I was always told to be someone socially acceptable. I wasn't allowed to be myself. Always closed inside the four walls of my closet-sized room. Suffocated.

I was locked inside my body, watched like prey by the people around me. Until I met him. The key to my locked closet.

It may sound cliché, but if it wasn't for him, I wouldn't be here right now. I wouldn't have been who I am now.

Clattering sounds resounded throughout the empty hallway. Soon a gasp followed by muttered cursing joined.

"What was that?" Kairos quipped, taking a step back to look at the empty hallway he just passed by. Taking a leap of courage, he walked towards the room he heard, possibly, noises from.

He peaked in the room to see a person packing up stuff. He breathed in relief knowing that it wasn't a ghost, but when the said person noticed his presence he for sure thought it was a ghost. Not only that, but the person flinched away from the door and profusely bowed in embarrassment and fled the scene.

"That was so embarrassing." Kairos muttered to himself as he sped walked outside the building.

That was my first encounter with him. A quick blur of motions and embarrassment laced with it.

It was then a few weeks later when I saw him again. It was the bookstore a few streets away from my office. By the time I mustered up my courage to reach him, he was gone.

"The leaves will soon start to fall, huh." He mumbled as the slightly cold morning breeze greeted him. The bus was taking a long and his hands were starting to slightly freeze up.

The screeching of tires indicated the arrival of the bus. After the people got down, he walked up to step on the bus. Just at that moment, a strangled voice screamed at the bus to wait for a minute. He stopped to turn and look who the person might be.

It was him.

A relatively large tote bag hung on one shoulder, a canvas roll box perched on his shoulder, while the other hand was hurriedly tugging at the falling strap. That person was a mess.

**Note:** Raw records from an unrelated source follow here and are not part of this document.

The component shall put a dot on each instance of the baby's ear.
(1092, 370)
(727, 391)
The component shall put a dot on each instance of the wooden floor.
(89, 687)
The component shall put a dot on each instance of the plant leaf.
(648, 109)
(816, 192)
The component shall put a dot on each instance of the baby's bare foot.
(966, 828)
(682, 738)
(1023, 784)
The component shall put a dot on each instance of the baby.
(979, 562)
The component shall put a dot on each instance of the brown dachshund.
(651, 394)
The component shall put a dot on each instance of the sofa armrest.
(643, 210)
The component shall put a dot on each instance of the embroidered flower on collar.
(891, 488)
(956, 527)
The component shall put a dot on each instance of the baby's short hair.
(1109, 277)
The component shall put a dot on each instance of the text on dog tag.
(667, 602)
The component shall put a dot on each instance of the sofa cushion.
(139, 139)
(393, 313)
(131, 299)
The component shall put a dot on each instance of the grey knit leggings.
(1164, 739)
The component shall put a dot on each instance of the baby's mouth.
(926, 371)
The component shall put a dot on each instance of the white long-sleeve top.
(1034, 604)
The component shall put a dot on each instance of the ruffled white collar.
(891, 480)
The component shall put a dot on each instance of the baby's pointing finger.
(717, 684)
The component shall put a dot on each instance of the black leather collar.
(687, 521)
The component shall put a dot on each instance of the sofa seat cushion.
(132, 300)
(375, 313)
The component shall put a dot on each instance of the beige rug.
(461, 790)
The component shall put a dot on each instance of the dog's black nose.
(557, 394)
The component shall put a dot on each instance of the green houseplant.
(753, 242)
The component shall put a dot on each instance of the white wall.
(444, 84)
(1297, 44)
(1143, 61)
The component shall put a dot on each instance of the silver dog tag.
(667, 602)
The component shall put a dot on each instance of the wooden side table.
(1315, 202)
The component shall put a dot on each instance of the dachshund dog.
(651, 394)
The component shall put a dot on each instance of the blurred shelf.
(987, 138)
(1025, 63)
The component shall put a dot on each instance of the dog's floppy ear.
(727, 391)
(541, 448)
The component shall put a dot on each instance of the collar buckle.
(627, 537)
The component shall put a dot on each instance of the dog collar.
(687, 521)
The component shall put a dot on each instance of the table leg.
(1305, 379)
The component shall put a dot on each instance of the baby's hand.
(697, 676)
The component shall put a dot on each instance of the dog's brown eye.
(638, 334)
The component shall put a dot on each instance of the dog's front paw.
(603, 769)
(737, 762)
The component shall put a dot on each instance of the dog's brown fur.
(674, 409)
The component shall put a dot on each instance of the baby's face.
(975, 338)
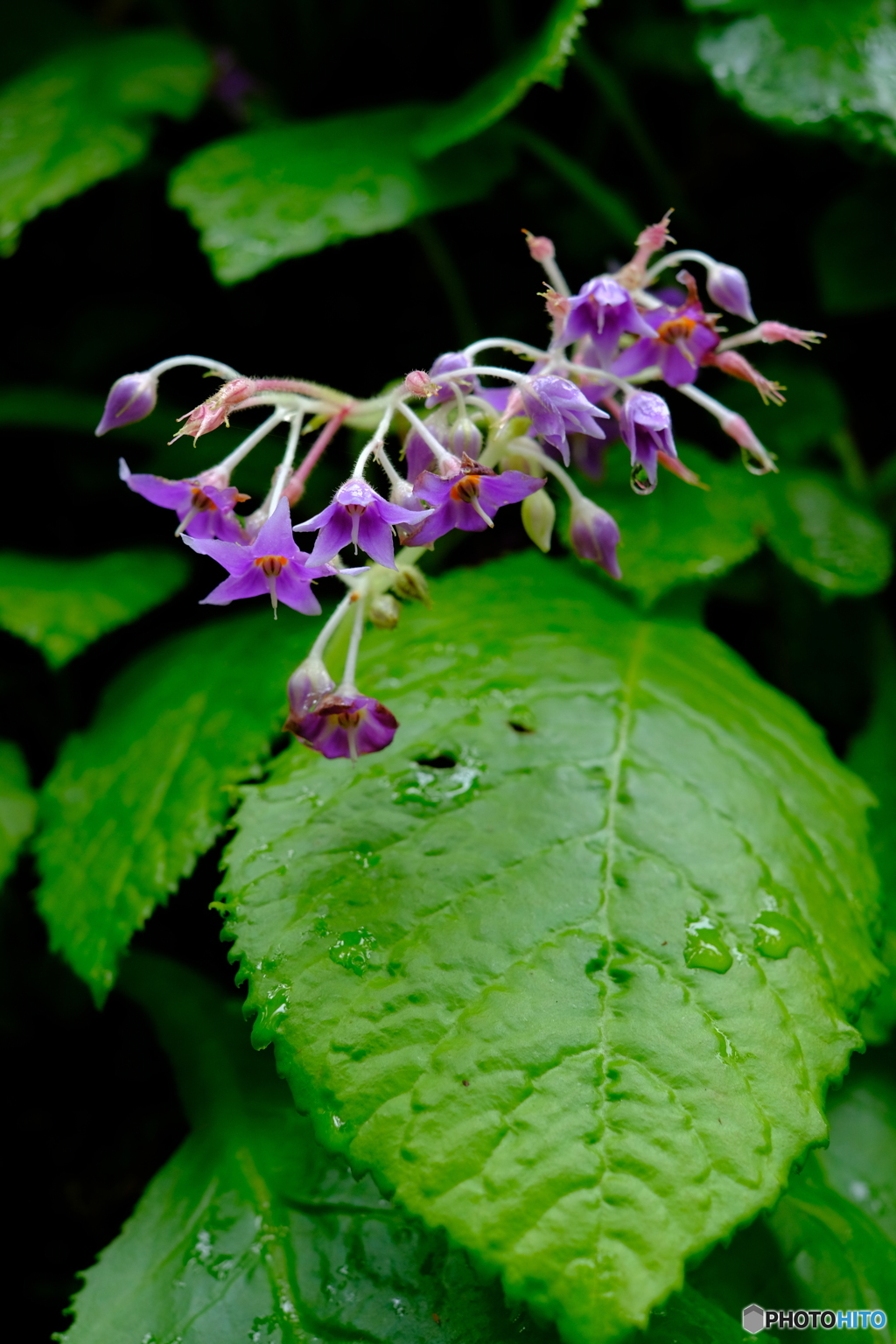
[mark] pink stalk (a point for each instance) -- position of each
(296, 484)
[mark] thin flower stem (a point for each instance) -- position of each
(673, 258)
(346, 686)
(296, 484)
(234, 458)
(200, 360)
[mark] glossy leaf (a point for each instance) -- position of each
(85, 115)
(542, 60)
(291, 190)
(559, 1040)
(810, 63)
(62, 605)
(253, 1231)
(826, 536)
(136, 799)
(18, 805)
(873, 757)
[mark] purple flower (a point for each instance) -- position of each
(728, 288)
(682, 338)
(471, 499)
(594, 536)
(647, 429)
(359, 515)
(273, 564)
(555, 405)
(346, 724)
(604, 311)
(446, 365)
(130, 398)
(202, 508)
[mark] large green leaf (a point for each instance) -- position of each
(62, 606)
(873, 757)
(83, 116)
(569, 964)
(810, 62)
(136, 799)
(253, 1228)
(542, 60)
(18, 805)
(290, 190)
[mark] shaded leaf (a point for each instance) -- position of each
(291, 190)
(826, 536)
(18, 805)
(810, 63)
(62, 605)
(873, 757)
(540, 60)
(83, 116)
(136, 799)
(560, 1023)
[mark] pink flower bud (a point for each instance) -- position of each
(594, 536)
(728, 288)
(130, 398)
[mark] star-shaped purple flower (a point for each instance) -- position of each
(346, 724)
(604, 311)
(273, 564)
(682, 338)
(645, 425)
(556, 406)
(203, 509)
(359, 515)
(469, 499)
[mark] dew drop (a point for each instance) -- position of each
(705, 949)
(777, 934)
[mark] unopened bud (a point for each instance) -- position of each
(539, 514)
(384, 612)
(306, 687)
(728, 288)
(411, 584)
(130, 399)
(594, 536)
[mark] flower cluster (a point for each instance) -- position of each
(476, 438)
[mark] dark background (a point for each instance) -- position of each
(113, 281)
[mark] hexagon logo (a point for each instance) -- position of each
(754, 1319)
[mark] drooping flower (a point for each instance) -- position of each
(727, 286)
(448, 363)
(556, 408)
(469, 499)
(682, 336)
(130, 398)
(202, 507)
(645, 425)
(273, 564)
(361, 516)
(594, 536)
(346, 724)
(604, 311)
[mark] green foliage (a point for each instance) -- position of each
(873, 757)
(684, 534)
(808, 62)
(536, 1057)
(296, 188)
(837, 1222)
(136, 799)
(18, 805)
(83, 116)
(62, 606)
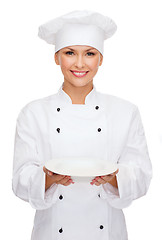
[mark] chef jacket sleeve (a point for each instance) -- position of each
(28, 182)
(135, 169)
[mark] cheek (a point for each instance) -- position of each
(65, 63)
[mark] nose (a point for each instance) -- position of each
(79, 62)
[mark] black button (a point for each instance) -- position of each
(60, 197)
(60, 230)
(101, 226)
(58, 130)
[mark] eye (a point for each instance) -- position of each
(69, 53)
(90, 53)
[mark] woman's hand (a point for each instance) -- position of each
(56, 178)
(111, 178)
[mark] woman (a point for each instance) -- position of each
(79, 121)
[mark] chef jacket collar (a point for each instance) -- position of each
(65, 98)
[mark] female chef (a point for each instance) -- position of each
(79, 121)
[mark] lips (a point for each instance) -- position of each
(79, 73)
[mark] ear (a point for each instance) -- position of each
(101, 59)
(56, 58)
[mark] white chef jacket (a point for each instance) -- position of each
(106, 128)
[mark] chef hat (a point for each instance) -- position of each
(78, 28)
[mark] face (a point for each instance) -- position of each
(79, 64)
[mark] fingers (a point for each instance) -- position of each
(49, 173)
(57, 178)
(104, 179)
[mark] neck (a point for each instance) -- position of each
(77, 94)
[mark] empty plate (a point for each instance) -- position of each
(81, 167)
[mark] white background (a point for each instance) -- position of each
(131, 70)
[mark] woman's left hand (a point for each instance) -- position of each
(110, 178)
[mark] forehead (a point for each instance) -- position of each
(79, 48)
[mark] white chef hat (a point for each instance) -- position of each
(78, 28)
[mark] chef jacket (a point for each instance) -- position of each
(106, 128)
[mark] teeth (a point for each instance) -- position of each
(79, 73)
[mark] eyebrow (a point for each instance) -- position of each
(85, 50)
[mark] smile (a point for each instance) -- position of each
(79, 73)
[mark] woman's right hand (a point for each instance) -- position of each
(56, 178)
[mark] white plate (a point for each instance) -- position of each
(81, 167)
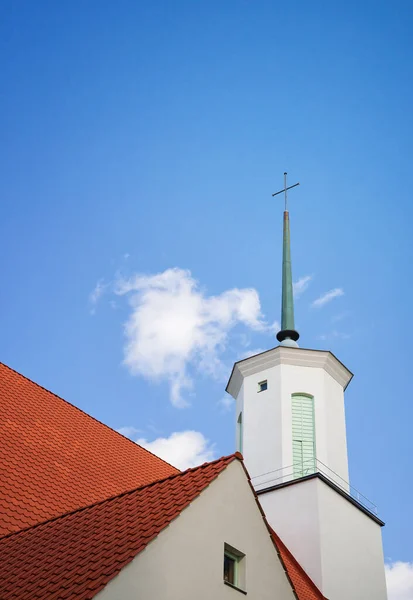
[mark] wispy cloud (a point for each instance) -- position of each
(399, 578)
(96, 294)
(300, 286)
(182, 449)
(327, 297)
(174, 327)
(340, 316)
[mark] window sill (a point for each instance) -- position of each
(234, 587)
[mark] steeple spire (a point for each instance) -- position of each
(288, 336)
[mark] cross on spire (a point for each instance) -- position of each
(285, 190)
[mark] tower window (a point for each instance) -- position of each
(262, 386)
(240, 434)
(304, 454)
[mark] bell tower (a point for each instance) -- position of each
(291, 430)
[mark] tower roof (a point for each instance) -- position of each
(304, 357)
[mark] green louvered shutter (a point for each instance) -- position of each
(303, 435)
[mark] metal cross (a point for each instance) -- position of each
(285, 190)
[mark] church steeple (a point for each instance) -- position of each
(288, 336)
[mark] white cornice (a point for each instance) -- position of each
(281, 355)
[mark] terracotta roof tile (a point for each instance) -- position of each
(55, 458)
(77, 554)
(303, 586)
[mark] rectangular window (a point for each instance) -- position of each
(234, 567)
(262, 386)
(230, 564)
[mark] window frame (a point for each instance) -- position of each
(264, 382)
(238, 559)
(299, 469)
(235, 560)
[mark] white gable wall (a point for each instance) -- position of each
(186, 560)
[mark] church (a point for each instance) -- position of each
(87, 513)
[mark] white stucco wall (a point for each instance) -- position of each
(186, 560)
(337, 544)
(267, 422)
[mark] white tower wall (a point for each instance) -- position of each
(338, 545)
(267, 415)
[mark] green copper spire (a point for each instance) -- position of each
(288, 336)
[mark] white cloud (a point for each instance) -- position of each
(182, 449)
(340, 316)
(337, 335)
(173, 325)
(300, 286)
(328, 297)
(226, 403)
(399, 578)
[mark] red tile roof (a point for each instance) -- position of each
(303, 586)
(76, 555)
(54, 458)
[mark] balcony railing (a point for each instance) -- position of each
(308, 467)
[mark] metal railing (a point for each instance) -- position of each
(308, 467)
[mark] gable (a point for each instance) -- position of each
(75, 555)
(185, 560)
(55, 458)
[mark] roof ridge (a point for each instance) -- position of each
(279, 541)
(83, 412)
(229, 458)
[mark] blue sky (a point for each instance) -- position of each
(140, 137)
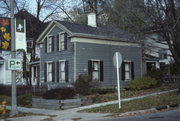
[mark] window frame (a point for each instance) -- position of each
(49, 44)
(61, 41)
(100, 70)
(127, 71)
(96, 71)
(47, 72)
(62, 71)
(130, 71)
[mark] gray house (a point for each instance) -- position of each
(67, 50)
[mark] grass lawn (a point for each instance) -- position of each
(131, 93)
(25, 100)
(139, 104)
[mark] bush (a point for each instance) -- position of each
(83, 84)
(59, 93)
(157, 74)
(175, 69)
(25, 100)
(143, 83)
(102, 90)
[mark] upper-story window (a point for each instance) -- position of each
(61, 41)
(162, 54)
(49, 44)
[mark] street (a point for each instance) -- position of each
(173, 115)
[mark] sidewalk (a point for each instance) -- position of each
(70, 114)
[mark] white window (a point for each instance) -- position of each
(162, 54)
(127, 71)
(95, 70)
(62, 71)
(49, 44)
(49, 72)
(61, 41)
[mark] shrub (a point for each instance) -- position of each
(59, 93)
(102, 90)
(83, 84)
(143, 83)
(25, 100)
(157, 74)
(175, 69)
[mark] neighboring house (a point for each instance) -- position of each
(67, 50)
(156, 53)
(33, 28)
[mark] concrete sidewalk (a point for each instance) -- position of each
(71, 114)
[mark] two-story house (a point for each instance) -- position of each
(67, 50)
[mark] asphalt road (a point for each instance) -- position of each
(173, 115)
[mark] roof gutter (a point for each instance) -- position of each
(100, 37)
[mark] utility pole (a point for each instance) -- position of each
(14, 110)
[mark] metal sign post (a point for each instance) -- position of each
(14, 110)
(117, 60)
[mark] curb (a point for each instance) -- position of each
(167, 106)
(148, 110)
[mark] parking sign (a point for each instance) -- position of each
(14, 64)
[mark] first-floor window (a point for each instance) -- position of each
(127, 70)
(49, 72)
(62, 71)
(96, 70)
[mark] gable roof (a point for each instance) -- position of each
(81, 30)
(34, 26)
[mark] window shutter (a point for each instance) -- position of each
(57, 39)
(90, 68)
(65, 41)
(53, 72)
(45, 44)
(123, 71)
(132, 70)
(45, 72)
(101, 71)
(57, 64)
(52, 43)
(66, 71)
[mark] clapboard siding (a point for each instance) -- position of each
(88, 51)
(58, 55)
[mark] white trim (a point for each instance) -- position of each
(62, 60)
(62, 33)
(95, 59)
(75, 66)
(103, 42)
(47, 70)
(127, 61)
(41, 38)
(62, 27)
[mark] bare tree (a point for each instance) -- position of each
(164, 19)
(5, 6)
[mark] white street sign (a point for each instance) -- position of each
(14, 64)
(117, 61)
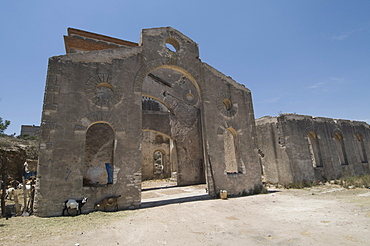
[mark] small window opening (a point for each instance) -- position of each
(172, 44)
(98, 166)
(228, 104)
(231, 152)
(313, 144)
(104, 91)
(158, 162)
(340, 149)
(361, 148)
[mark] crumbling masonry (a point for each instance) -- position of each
(117, 112)
(300, 148)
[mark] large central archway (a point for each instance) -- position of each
(172, 145)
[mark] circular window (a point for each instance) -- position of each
(226, 106)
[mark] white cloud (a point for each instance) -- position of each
(345, 35)
(271, 100)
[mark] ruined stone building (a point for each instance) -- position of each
(297, 148)
(117, 112)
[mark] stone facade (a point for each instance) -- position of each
(297, 148)
(116, 112)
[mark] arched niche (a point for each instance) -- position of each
(99, 155)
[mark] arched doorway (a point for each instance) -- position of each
(171, 109)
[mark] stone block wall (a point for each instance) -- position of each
(191, 105)
(296, 148)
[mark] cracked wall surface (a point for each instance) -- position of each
(139, 91)
(298, 148)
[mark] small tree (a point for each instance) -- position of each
(3, 125)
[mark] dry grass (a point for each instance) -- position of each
(18, 230)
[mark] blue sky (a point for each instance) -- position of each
(305, 57)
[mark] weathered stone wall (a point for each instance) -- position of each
(152, 142)
(296, 148)
(107, 87)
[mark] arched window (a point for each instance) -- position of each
(313, 144)
(98, 162)
(340, 149)
(361, 148)
(230, 147)
(158, 161)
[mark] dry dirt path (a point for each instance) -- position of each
(324, 215)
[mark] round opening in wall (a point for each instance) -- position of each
(172, 44)
(228, 104)
(190, 97)
(104, 91)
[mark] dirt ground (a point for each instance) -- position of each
(321, 215)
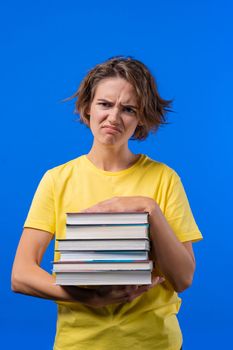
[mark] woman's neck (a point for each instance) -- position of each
(110, 159)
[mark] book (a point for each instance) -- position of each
(103, 278)
(107, 218)
(103, 255)
(103, 244)
(74, 266)
(107, 231)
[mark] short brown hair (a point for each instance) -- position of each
(152, 108)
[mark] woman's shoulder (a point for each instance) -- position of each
(64, 168)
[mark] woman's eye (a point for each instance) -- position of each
(104, 104)
(129, 110)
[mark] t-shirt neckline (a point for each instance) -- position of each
(113, 173)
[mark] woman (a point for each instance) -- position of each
(117, 100)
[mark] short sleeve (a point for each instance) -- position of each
(41, 214)
(178, 212)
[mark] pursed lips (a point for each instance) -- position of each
(111, 128)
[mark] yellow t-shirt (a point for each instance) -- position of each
(149, 321)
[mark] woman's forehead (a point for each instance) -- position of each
(111, 88)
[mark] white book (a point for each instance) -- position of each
(106, 218)
(104, 244)
(107, 231)
(103, 255)
(74, 266)
(103, 278)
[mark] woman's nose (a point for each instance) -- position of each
(114, 115)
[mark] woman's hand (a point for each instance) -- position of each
(105, 295)
(123, 204)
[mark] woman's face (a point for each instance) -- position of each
(113, 112)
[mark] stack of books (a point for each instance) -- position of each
(104, 249)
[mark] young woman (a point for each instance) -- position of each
(118, 100)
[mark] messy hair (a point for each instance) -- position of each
(152, 108)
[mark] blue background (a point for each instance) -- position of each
(46, 49)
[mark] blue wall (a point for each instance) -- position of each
(46, 49)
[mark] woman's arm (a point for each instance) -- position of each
(29, 278)
(174, 259)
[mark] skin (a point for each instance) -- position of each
(113, 120)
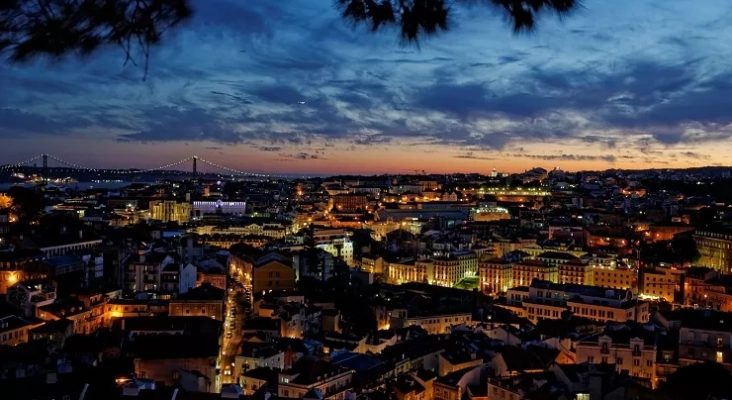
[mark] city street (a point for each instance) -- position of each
(232, 338)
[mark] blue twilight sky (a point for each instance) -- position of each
(287, 86)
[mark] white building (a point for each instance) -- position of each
(218, 207)
(342, 247)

The said person was a heaving mess, gasping at his crumpled-up shirt as he slowly stepped onto the bus, slumping into a nearby seat.

He watched him, amused.

He sat and pried himself away from this load of baggage. Dark hair stuck to his forehead as he softly dabbed at it with a handkerchief. After a few breathing ins and outs, he stood up to pay for the fare.
I felt like a stalker watching his every move until he got off the bus. The heavy baggage dragged his height down.

His longing eyes never left the walking figure and even when the bus rounded the corner he didn't move. He was just so fascinating to watch.

"I wonder if I'll see him again." He hummed as he remembered the haphazard state of the aforementioned person. Identify still unknown.

Occasionally, I walked by the room at the end of the art building's second-floor hallway or the bookstore in hopes of coincidentally passing by him.
But luck was just that – not on my side. I could never catch him.

At one point, I started to believe I got caught, and he considered me to be a stalker and is avoiding me. It was plausible.

But when I had come to the realization that I was quite possibly, literally, stalking him, fear crept into me.